Additionally, in all three categories, but mainly in the final category, ‘Asians born in Britain’ are Asian women artists. This important group is not represented in the Hayward show.
The exhibitions are designed to give a representative view of the work of Asian artists living in Britain. […] The exhibition […] will consequently make a considerable contribution both to the exposure of Asian artists in Britain and the longer term documentation of their work.
It is an appropriate time to assess and analyse the input of Asian artists and to evaluate them in relation to main stream art practices.19
Hurriedly put together these exhibitions may have been, but they nevertheless represented by far the most important curatorial intervention made by Horizon Gallery. Whilst The Other Story drew large amounts of press attention, In Focus drew comparatively little. Artist Veena Stephenson wrote one of the most significant appraisals of the series of exhibitions:
The Horizon Gallery in London organised ‘In Focus’ in response to the more widely publicised exhibition, ‘The Other Story’, at the Hayward Gallery. Their response was not only swift but was achieved with minimal financial help from the usual funding bodies. The aim was to address some of the failings of the Hayward show and the result was a selection of work by sixteen South Asian artists spread over four consecutive exhibitions.

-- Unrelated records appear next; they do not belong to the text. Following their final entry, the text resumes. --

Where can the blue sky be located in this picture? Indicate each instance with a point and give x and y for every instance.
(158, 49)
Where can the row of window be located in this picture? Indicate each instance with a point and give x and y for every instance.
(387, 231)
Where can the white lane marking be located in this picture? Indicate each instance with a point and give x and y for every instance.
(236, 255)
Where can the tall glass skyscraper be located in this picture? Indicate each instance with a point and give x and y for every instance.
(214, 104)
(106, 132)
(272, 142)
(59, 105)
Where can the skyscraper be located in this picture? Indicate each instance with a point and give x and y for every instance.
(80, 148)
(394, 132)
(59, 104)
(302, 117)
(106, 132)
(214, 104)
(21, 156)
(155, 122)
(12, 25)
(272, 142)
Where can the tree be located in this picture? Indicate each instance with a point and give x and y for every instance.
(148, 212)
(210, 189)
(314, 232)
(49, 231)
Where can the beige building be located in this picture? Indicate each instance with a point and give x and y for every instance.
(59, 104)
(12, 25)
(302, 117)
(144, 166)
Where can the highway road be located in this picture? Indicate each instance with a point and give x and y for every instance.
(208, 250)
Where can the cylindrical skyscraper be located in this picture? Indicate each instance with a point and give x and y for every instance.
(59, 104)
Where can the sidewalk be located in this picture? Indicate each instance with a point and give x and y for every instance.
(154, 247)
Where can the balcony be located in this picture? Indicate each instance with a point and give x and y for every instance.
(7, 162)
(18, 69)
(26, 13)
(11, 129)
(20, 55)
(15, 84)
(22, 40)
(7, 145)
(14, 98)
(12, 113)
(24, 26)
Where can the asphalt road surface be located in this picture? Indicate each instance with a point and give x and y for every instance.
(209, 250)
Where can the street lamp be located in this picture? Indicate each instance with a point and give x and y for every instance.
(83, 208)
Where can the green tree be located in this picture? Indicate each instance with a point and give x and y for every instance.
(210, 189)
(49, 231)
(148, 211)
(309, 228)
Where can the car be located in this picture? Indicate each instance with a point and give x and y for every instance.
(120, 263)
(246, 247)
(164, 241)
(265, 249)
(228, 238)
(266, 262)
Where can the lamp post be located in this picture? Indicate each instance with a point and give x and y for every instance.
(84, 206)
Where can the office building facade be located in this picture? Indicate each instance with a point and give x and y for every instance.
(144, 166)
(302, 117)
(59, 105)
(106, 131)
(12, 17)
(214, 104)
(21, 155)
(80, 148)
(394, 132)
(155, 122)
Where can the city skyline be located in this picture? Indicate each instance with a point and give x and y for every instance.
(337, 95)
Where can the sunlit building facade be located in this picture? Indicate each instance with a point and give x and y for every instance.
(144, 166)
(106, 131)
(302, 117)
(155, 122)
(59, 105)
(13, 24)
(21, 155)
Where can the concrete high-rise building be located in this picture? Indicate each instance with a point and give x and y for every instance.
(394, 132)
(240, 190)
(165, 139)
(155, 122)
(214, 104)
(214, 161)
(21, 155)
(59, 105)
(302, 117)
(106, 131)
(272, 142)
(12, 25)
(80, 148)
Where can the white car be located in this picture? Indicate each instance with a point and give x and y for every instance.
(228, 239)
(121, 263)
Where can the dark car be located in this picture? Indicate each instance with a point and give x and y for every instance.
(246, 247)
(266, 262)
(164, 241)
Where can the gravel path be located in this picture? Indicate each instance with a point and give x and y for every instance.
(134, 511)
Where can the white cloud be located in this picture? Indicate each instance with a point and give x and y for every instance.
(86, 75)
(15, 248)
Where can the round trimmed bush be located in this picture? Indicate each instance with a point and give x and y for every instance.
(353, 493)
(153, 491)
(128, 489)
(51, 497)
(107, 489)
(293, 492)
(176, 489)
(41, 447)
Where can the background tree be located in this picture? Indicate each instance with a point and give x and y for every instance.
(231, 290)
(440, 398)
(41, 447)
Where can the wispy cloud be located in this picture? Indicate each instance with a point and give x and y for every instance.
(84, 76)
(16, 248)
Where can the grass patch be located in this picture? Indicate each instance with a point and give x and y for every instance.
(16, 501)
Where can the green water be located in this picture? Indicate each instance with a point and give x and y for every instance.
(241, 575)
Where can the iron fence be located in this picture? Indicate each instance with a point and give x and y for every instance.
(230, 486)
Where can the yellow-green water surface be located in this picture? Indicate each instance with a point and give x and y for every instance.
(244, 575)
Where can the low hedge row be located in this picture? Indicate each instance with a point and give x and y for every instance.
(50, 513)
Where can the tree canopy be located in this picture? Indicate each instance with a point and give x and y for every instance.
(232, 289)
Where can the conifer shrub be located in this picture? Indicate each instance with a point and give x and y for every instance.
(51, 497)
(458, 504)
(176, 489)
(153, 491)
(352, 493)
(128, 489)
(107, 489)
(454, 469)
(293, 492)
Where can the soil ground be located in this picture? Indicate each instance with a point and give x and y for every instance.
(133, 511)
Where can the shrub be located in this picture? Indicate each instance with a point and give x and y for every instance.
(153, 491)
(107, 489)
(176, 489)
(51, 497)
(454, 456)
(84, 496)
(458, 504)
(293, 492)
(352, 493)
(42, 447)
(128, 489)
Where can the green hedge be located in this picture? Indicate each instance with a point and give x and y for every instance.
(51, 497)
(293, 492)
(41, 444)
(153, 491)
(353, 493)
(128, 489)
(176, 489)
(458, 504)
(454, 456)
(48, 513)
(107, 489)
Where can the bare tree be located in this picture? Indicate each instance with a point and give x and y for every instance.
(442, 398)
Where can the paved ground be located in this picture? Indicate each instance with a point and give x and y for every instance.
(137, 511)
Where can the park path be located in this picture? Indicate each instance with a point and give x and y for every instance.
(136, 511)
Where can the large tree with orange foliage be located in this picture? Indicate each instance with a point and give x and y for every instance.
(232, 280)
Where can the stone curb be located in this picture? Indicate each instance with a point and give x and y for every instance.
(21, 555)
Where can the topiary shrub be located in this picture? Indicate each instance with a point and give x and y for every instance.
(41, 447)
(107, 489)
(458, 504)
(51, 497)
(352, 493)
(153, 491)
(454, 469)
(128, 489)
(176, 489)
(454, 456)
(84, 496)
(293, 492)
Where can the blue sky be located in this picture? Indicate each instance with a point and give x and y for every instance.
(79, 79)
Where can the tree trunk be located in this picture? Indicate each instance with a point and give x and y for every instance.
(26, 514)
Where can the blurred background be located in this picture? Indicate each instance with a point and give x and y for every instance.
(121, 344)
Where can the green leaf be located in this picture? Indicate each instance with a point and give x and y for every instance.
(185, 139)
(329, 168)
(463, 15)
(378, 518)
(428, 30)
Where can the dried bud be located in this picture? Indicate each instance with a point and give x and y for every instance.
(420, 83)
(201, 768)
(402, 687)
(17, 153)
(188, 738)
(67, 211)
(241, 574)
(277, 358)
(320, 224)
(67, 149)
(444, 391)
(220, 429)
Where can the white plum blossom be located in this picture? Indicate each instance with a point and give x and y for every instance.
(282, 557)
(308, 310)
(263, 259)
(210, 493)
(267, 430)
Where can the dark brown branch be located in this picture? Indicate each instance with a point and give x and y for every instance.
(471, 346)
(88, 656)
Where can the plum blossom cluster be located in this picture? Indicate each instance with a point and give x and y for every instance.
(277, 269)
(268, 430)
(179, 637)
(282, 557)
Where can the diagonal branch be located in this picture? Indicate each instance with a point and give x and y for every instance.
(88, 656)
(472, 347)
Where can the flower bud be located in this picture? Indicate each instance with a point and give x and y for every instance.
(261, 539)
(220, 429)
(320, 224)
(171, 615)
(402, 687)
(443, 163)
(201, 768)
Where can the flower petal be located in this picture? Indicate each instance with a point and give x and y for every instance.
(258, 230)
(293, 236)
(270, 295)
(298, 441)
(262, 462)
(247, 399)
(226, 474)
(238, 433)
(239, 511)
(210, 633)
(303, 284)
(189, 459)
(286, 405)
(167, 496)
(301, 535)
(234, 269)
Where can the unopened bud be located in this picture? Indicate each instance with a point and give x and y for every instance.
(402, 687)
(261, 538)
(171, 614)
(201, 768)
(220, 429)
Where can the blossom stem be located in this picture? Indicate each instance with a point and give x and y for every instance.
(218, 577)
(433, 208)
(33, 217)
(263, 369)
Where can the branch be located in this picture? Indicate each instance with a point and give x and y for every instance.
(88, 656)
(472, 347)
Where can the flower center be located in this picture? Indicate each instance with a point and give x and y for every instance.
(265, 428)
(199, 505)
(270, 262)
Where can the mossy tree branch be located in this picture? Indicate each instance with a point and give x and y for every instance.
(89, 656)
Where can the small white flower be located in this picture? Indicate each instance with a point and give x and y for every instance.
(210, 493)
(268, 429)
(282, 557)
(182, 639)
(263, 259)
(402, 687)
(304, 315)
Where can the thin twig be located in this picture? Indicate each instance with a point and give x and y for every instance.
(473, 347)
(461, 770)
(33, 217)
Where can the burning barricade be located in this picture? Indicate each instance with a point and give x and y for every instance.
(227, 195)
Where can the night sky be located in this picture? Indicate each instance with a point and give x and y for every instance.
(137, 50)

Particular emphasis was given to the women artists who comprise exactly half the exhibitors. All but one are in the first two shows – the significance of this arrangement, it seems, was to highlight the much talked about omission of South Asian women artists in the Hayward show. In fact, this was one of the main motivations for mounting this series of exhibitions.20
When the Horizon Gallery closed in 1991, a well-located venue, dedicated to showing the work of artists with, frankly, limited exhibition options, was lost. Within a couple of years of the Horizon Gallery closing, The Black-Art Gallery, in Finsbury Park, also closed its doors for the final time, having had its funding withdrawn by Islington Borough Council. Whilst neither of these galleries were without their critics, for periods of about five and ten years respectively they provided exhibition opportunities for significant numbers of artists, albeit practitioners representing demarcated constituencies. Notwithstanding the subsequent establishment of Rivington Place, the gallery-based home to INIVA and Autograph, the closure of the Horizon Gallery and The Black-Art Gallery effectively meant that two particular venues were lost, and were never replaced.